Once I had finished, she let out a loud laugh. “You did tell the universe you wanted a distraction.”

“What? When?”

“When we were listening to Rihanna and drinking prosecco on my couch two weekends ago.”

I snorted. “Right. I didn’t mean like this, though.”

“The renovation sounds fun.”

I bit my lip, glancing at my rendering of the sitting room with the entrance to the secret library. “It’s going to be incredible.” My mouth twisted.

“I’m going to miss our Sunday brunches, though.”

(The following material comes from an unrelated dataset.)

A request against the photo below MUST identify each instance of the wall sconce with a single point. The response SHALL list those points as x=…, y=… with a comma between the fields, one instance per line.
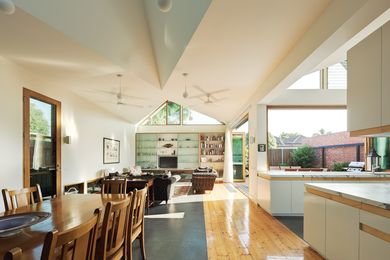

My heart gave a little tug. “Me, too. I miss you already.” I wrinkled my nose. “I miss Toronto. It’s so quiet here.” I glanced at a photo of Katherine, sitting on the side table, and my chest tensed with guilt. “I should have visited more, though.”

“But you said that Holden guy was such an asshole.”

My nose wrinkled. He was. His look of disdain fifteen years ago, as he told me I couldn’t join on the hike, flashed into my head and my stomach tightened. “Hmm. Yeah.”

I should have talked to Katherine about it. I swallowed past a thick throat.

“You’re there now, and it sounds like you’re making the best of it.” S~ᴇaʀᴄh the FindNøvᴇl.nᴇt website on Gøøglᴇ to access chapters of novels early and in the highest quality.

I nodded. “Yeah. The renovation is for her. We both agreed on that.” I shook myself. “Anyway, enough about me. What’s new with you? Oh, shit.” I gasped as I realized something. “I’ll miss your exhibit.”

Willa taught painting at a community college in Toronto, but her dream was to be a painter full-time. She did at least one exhibit a year with a local gallery. All our friends would get all dressed up and go to support her. She had been working on her upcoming collection for six months.

“Ah, it’s all good. You’ve got your hands full over there.”

Guilt stabbed me in the gut. Willa was there for me when I needed her. I’d have to find another way to make it up to her.

As Willa filled me in on her painting progress, the latest gossip with our friend group, and which of her students were flirting with each other, I missed Toronto more and more. I missed my friend and my old neighborhood with the coffee shop where the barista always gave me a free cookie. I missed the energy of the city, buzzing and bustling.

Willa and I said our goodbyes and hung up, and I sat in the sitting room for a few minutes, staring out the window, missing home.

My time in Queen’s Cove was temporary. A six month blip where I could sort my life out before I returned to Toronto, debt-free and on the right track.